The thought is rather incredible to me that I've not only seen the entire storied career of this great shortstop and athlete, but now will watch him go into the Hall of Fame.
I can remember ALL of his highlights. All of the replays and images that are now replaying before my eyes, ripping open thoughts and memories of places, times, and feelings which ran parallel alongside my own life's developments.
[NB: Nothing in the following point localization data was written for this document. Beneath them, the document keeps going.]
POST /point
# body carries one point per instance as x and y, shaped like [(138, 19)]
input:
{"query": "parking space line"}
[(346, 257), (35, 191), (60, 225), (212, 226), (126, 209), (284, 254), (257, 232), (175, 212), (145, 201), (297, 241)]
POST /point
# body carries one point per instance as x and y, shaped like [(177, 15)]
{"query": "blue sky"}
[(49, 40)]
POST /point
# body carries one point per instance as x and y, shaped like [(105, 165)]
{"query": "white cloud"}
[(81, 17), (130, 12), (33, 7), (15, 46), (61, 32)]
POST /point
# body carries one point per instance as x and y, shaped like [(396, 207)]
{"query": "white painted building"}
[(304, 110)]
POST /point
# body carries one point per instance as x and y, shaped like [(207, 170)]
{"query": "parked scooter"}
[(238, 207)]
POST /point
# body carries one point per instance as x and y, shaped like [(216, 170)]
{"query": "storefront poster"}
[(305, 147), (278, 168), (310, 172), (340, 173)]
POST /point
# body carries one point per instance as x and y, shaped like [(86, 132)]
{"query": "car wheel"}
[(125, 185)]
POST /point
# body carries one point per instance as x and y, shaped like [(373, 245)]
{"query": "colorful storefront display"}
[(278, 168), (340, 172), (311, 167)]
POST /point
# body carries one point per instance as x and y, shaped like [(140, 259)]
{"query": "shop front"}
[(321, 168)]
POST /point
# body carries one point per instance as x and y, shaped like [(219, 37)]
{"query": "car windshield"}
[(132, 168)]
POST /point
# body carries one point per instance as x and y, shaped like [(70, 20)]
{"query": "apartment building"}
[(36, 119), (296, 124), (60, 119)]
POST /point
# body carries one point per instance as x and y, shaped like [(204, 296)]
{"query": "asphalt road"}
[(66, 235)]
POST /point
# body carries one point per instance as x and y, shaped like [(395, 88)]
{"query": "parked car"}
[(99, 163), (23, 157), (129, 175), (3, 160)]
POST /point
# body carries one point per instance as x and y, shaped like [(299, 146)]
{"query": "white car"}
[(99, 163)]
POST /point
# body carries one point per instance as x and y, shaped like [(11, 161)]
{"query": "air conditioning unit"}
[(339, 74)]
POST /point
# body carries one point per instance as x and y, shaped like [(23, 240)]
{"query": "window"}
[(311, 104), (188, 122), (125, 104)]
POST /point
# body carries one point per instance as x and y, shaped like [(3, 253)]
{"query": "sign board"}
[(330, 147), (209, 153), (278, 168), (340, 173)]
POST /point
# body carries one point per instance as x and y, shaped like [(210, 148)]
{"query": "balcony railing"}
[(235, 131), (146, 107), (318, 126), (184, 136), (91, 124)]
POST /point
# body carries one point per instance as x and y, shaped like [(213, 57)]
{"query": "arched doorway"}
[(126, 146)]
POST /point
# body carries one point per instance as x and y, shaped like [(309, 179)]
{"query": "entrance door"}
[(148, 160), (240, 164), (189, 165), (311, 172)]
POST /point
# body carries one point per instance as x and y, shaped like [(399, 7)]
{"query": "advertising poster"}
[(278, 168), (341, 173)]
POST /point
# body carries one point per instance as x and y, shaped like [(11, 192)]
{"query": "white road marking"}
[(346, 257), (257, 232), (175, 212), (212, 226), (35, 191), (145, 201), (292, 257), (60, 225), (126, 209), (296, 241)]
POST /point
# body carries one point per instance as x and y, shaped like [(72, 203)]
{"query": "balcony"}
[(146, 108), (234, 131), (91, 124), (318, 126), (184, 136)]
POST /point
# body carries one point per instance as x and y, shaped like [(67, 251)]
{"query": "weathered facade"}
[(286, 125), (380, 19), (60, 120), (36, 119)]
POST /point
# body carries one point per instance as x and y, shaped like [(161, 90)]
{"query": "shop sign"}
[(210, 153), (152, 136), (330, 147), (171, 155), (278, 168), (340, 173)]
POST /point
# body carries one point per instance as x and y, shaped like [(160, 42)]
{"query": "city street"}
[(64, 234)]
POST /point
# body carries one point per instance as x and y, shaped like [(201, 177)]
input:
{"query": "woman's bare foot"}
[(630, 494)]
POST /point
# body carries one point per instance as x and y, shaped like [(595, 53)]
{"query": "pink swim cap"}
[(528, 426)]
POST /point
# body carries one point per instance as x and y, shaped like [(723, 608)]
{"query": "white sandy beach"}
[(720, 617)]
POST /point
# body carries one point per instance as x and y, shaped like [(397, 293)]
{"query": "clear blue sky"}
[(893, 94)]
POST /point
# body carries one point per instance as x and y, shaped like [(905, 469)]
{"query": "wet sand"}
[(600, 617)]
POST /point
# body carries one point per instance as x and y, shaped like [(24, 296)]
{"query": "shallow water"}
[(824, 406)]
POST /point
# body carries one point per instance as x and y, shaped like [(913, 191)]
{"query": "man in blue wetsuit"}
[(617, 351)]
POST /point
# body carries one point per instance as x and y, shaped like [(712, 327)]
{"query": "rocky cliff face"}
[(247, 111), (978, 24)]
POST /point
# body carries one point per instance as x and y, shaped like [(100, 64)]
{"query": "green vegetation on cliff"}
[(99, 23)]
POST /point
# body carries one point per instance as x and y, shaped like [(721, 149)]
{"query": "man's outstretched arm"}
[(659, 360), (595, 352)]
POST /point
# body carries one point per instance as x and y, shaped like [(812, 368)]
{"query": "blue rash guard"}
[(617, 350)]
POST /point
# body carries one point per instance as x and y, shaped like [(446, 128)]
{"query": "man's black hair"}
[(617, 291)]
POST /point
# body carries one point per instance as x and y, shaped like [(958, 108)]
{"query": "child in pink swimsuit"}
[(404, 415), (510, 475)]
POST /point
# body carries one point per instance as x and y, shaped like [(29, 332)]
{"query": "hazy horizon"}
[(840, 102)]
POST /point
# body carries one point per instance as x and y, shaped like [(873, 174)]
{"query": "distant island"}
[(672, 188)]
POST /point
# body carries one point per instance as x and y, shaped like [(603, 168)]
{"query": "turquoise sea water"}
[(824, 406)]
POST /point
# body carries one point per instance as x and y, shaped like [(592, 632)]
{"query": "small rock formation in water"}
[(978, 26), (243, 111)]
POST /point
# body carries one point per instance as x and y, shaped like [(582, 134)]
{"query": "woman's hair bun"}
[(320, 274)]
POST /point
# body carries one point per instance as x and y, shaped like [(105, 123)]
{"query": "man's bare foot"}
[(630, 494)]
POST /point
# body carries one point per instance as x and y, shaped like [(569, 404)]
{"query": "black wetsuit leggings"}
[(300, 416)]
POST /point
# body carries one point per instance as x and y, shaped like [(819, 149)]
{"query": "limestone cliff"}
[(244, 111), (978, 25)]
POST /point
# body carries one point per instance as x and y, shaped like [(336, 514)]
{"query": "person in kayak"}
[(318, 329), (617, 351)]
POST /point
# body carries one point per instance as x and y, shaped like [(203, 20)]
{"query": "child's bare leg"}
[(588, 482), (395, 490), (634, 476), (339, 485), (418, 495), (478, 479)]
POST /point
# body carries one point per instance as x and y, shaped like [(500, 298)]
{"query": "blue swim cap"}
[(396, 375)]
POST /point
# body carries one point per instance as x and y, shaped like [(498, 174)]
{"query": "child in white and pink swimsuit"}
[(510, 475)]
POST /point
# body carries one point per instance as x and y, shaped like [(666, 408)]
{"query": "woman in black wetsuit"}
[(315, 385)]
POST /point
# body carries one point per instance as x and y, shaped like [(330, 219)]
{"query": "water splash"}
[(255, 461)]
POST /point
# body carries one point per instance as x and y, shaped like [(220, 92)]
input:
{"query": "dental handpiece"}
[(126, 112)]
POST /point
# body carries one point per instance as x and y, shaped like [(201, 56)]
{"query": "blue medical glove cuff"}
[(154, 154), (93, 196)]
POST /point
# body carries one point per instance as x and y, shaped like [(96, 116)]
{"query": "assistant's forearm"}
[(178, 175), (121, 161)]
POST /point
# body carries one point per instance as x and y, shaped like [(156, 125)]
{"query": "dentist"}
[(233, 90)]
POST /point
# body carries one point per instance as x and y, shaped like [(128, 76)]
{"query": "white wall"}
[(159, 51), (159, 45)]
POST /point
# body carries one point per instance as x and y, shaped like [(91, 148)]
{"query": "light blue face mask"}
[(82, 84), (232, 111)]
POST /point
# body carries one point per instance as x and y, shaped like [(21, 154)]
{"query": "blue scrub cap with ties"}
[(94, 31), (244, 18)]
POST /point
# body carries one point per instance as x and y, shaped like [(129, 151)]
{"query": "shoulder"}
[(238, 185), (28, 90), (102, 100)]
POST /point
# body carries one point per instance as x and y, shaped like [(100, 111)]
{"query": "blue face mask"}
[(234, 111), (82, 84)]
All of them, along with the soundtracks of play calls and my own reactions in the moment, then, can easily be recited word for word and reenacted move for move, raising goosebumps on my arms, and cracking a smirk on my face.
What's even crazier?
Is that I sit here typing this post wondering how I will describe Derek Jeter to my son one day. And of course, pondering about the future Yankee who will come along in his lifetime that he'll be able to grow alongside with.
That's what Jeter means to me - consistency and greatness. And even after 20 +years, it's still hard to believe that it's been this long. That his career has been there this whole entire time - year in, and year out.
And while I romanticize about Jeter, there is also Larry Walker.
As Walker jokingly (and accurately) put it on his MLB Network interview, he's the B-Side on a record, in which the hit single is featured on the A-Side.
Despite the hilariously humbling joke, Walker represents everything that is the growth of baseball. A Canadian learning the game. A dude that simply mashed every step of the way, and now, can give legitimacy to what was once an industry-wide career handicap in terms of legacy and forever, in that of Coors Field.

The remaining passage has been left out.